Analytical specificity
The specificity of each primer was then assessed in both intra- and interspecies analysis. Since HSP70-Short primers had been evaluated previously [16], we focused on the HSP70-Long primers. The outcomes showed that the HSP70-Long primers annealed to distinct copies of the HSP70 gene within the same Leishmania species, thereby demonstrating a notable level of intraspecies specificity.
Furthermore, these primers showcased a robust ability to discriminate between various Leishmania species, as illustrated in Additional file 5: Figure S3. To assess the ability of the HSP70-Long primers to differentiate between various Leishmania species, we conducted an in-depth analysis of their discriminatory potential. Phylogenetic analysis of the acquired sequences revealed three distinct, well-supported clusters, (bootstrap values of ≥ 90.0), with the first cluster associated with Leishmania subgenus species, the second cluster associated with Mundinia subgenus species and the third cluster represented by species belonging to the Viannia subgenus (Fig. 1a). Within the Leishmania subgenus cluster, three distinct groups were identified, with the first group (Fig. 1a, highlighted in green) encompassing sequences belonging to the L. mexicana complex, the second group (Fig. 1a, highlighted in purple) consisting of sequences from L. infantum and the third group (Fig. 1a, highlighted in fuchsia) comprising sequences from the Leishmania major and Leishmania tropica complexes.
Phylogenetic analysis based on HSP70-Long sequences used for the reference database. A The tree represents the phylogenetic analysis based on 414 HSP70-Long sequences used for the reference database and the 27 sequences included in this study. The colors of the inner circle represent the different Leishmania species, and the red color of the external circle indicates the samples analyzed in this study. Black dots represent well-supported nodes (Bootstrap ≥ 90). B Phylogenetic network (Neighbor-Net) constructed in SplitsTree 5, based on 34 haplotypes from HSP70-Long reference sequences. The square shows enlargements of the clusters represented by Viannia subgenera species. HSP70-Long, 771-bp 70-kDa heat shock protein gene-based marker
For the Mundinia subgenus, two distinct groups were discerned. The first group (Fig. 1a, highlighted in light red) encompassed sequences associated with Leishmania enrietti and Leishmania orientalis, and the second group (Fig. 1a, highlighted in gray) comprised sequences from Leishmania martiquinensis (Fig. 1a).
Within the Viannia subgenus, four distinct groups were identified. The first group (Fig. 1a, highlighted in lime) included sequences of Leishmania lainsoni, the second group (Fig. 1a, highlighted in light yellow) comprised sequences from the Leishmania guyanensis complex, the third group (Fig. 1a, highlighted in cyan) was composed of sequences from Leishmania naiffi and the fourth group (Fig. 1a, highlighted in light blue) featured sequences from the Leishmania braziliensis complex species (Fig. 1a). These findings were further validated by the phylogenetic tree topologies obtained through SplitsTree5 (Fig. 1b). Finally, the haplotype network showcased 34 distinct sequences (Additional file 6: Figure S4), underscoring the robust discriminatory prowess of the designed primers.

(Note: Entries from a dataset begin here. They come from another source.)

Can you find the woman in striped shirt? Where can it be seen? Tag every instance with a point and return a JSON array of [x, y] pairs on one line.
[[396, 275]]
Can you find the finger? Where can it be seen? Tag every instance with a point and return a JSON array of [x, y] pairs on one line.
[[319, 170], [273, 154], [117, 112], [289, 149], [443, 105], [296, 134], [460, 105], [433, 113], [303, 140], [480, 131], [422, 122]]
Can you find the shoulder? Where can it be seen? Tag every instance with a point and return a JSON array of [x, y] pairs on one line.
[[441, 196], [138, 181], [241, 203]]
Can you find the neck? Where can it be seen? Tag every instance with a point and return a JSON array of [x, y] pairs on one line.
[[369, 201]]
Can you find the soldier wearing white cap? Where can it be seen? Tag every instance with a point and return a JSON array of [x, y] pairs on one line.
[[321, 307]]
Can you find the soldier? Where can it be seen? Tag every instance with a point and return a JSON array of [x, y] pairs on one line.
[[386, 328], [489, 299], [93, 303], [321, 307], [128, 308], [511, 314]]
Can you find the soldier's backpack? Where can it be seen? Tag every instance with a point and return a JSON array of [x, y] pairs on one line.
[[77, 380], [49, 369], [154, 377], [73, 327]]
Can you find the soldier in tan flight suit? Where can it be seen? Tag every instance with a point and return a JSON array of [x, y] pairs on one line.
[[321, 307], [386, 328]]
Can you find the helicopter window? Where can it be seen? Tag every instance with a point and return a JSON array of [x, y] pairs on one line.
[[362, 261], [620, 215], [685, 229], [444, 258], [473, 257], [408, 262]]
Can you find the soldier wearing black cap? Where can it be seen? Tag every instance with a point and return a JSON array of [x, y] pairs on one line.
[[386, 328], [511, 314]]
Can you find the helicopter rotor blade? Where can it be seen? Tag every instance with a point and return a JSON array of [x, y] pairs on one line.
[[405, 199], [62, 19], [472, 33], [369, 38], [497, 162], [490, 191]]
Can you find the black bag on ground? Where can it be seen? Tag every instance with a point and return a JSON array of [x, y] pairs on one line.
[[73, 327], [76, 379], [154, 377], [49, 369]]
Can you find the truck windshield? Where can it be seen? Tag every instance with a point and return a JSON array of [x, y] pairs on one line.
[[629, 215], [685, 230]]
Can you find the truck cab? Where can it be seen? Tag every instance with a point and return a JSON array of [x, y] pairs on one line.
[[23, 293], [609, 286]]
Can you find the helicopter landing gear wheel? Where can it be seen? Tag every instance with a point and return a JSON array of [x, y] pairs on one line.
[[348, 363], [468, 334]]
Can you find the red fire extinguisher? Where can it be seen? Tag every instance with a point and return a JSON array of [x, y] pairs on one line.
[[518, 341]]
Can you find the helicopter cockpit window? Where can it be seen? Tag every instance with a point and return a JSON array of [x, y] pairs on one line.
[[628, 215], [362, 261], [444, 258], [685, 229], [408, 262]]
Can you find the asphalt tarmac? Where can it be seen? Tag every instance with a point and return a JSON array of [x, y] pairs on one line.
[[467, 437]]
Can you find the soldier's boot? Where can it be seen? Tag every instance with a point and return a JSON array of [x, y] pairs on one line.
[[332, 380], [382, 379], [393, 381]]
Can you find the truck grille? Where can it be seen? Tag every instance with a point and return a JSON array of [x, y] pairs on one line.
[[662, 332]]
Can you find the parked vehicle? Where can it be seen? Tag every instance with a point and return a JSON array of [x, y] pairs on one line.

Interference-based specificity
The outcomes of assays utilizing the HSP70-Short primers revealed amplification solely for T. cruzi DNA, with no observable amplification detected for any other DNA tested. In contrast, the outcomes of assays employing the HSP70-Long primers demonstrated a consistent absence of amplification for all the tested DNA samples.
Reads analysis by HSP70 amplicon-based MinION™ sequencing
This analysis focused on the reads acquired following the MinKNOW platform's implementation of reading filters for quality and length. The outcomes of the HSP70-Short amplicon-based MinION™ sequencing revealed a spectrum of reads ranging from 947 to 678,302, and those of the HSP70-Long amplicon-based MinION™ sequencing yielded a range of reads from 137 to 204,869 (see Additional file 7: Table S3).
Diagnostic performance
By employing gene amplicon-based NGS targeting the HSP70-Long and HSP70-Short genes, we not only successfully detected a range of Leishmania species within the human, feline and canine samples but also established a strong agreement between the two primer sets studied. Infection events were recognized in 85% (n = 23/27) of the analyzed samples, while coinfection events were noted in the remaining 15% (n = 4) of samples.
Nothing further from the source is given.